I have no idea how the town came to be. Apparently one day the Rodríguez clan claimed it as their slice of paradise—sort of like The Smiths—settled here and dispensed with such civilized frills as a town square or a clump of trees.
And now we have Los Rodríguez, straddling a road with wide dirt shoulders that trap swirling trash during the dry season and rivers of mud after a downpour. Plus thirteen unmarked topes—count 'em—over a stretch of just one or two kilometers. Kata-plunk, kata-plunk, kata-plunk.
One might surmise that the founding fathers and mothers installed the topes so that motorists would slow down and partake of the charms and retail opportunities of the place, except the locals seem to take exception to strangers, especially gringo-looking ones, who are greeted with what-the-hell-are-you-doing-here glares.
Félix adds that any pop-pop's you may hear on the last night of Los Rodríguez's annual fiesta are just as likely to be the sounds of cheap fireworks as angry drunks shooting each other.
Take my advice: If you want to visit San Miguel and are driving in from the north, avoid this place.
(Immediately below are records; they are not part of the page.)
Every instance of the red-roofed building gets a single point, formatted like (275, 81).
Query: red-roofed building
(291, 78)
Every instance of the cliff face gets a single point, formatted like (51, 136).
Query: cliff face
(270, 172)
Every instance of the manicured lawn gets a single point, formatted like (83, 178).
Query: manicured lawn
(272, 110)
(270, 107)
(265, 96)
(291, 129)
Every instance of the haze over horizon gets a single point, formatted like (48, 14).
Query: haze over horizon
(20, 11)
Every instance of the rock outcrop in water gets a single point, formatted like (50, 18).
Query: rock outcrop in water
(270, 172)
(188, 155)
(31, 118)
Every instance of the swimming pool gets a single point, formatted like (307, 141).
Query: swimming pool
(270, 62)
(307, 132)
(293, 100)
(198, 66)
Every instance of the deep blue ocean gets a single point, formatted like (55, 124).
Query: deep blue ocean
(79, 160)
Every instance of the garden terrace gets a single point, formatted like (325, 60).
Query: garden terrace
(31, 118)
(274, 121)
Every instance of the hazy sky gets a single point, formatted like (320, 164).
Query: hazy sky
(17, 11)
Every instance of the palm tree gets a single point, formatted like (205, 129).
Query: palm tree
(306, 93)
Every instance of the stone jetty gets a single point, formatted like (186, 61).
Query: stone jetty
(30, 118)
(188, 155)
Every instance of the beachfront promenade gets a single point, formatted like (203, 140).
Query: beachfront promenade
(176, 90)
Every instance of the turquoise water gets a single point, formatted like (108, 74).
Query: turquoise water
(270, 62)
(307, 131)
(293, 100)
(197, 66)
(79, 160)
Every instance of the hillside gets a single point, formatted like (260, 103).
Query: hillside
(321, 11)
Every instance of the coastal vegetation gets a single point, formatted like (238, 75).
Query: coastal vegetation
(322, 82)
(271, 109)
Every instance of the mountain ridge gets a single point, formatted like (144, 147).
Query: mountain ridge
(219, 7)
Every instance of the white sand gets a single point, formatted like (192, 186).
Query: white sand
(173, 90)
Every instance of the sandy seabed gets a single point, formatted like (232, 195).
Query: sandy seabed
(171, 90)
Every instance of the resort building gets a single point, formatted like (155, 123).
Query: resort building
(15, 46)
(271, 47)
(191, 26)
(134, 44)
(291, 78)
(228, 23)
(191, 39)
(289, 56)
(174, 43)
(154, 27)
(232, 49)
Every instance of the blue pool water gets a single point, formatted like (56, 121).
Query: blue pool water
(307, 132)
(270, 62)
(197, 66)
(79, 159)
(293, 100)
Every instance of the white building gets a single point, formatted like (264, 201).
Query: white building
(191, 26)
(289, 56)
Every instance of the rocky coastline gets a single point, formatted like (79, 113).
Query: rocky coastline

|The proper way to come home after a long trip.|
Skies were clear blue and the temperatures had dropped from the 100s we encountered in northern Mexico to a breezy and dry low 80s. And suddenly we were surrounded by mountains and kelly-green farm acreage, plus open land that at this time of the year is covered with millions of wild lavender cosmos and yellow daisies, popping out of the ground in unison after the rainy season.
If New England has its turning leaves of autumn, in Mexico we have the equally stunning fall riot of wild flowers.
We had been told one way to avoid Los Rodríguez was to approach San Miguel through the historic town of Dolores Hidalgo. Unfortunately, the navigation systems in the car and the phone decided to play dueling banjos and give conflicting directions. Finally, Melinda, the disembodied but authoritative voice of Google Maps in our phone told us to take Hwy. 37 to avoid some congestion or construction up ahead.
Why not, even though the location of Dolores remained elusive. Neither GPS would accept just "Dolores Hidalgo". They wanted a specific address or establishment.
So I entered "Carnitas Vicente," a restaurant in Dolores known for its carnitas, and Melinda took us to its front door. Another stroke of luck.
|The remains of a very nice day.|
We also ordered a side of guacamole which was one of the best we've ever eaten. Rather than the usual insipid green glob of something, this one was freshly made and had a potent but pleasant spicy afterburn that shut you up in mid sentence and made you reach for the lemonade.
The waitress, Mary (máh-ree) recognized us from previous visits. A pretty thirty-something woman with a shy but flirty demeanor, greeted us with her beautiful smile which for some reason she is trying to enhance with upper and lower braces. Why did you do that, Mary?
Dolores is Mexico's "Cradle of Independence" and the town was decorated curb to curb with flags and other patriotic paraphernalia, commemorating September, Mexico's independence month. Even so, the town lacks the colonial charm of Pátzcuaro, San Miguel or San Cristóbal in Chiapas, perhaps because it has been overrun with stores selling its famous pottery.
Still, the town is a fun place, buzzing with traffic, friendly people walking and chatting. Vicente's two-story restaurant is open to the street and shares its noise and buzz.
During our comida, a white Hummer stopped briefly and disgorged a small gaggle of giggly girls wearing jeans so tight they looked sprayed-on.
Were they Vicente's daughters? Could well be. He has one or two restaurants in town in addition to the main one where we ate, so he could well afford the wheels. Indeed, carnitas have been very good to him, though I can't say the same for the pigs within a square mile of Dolores.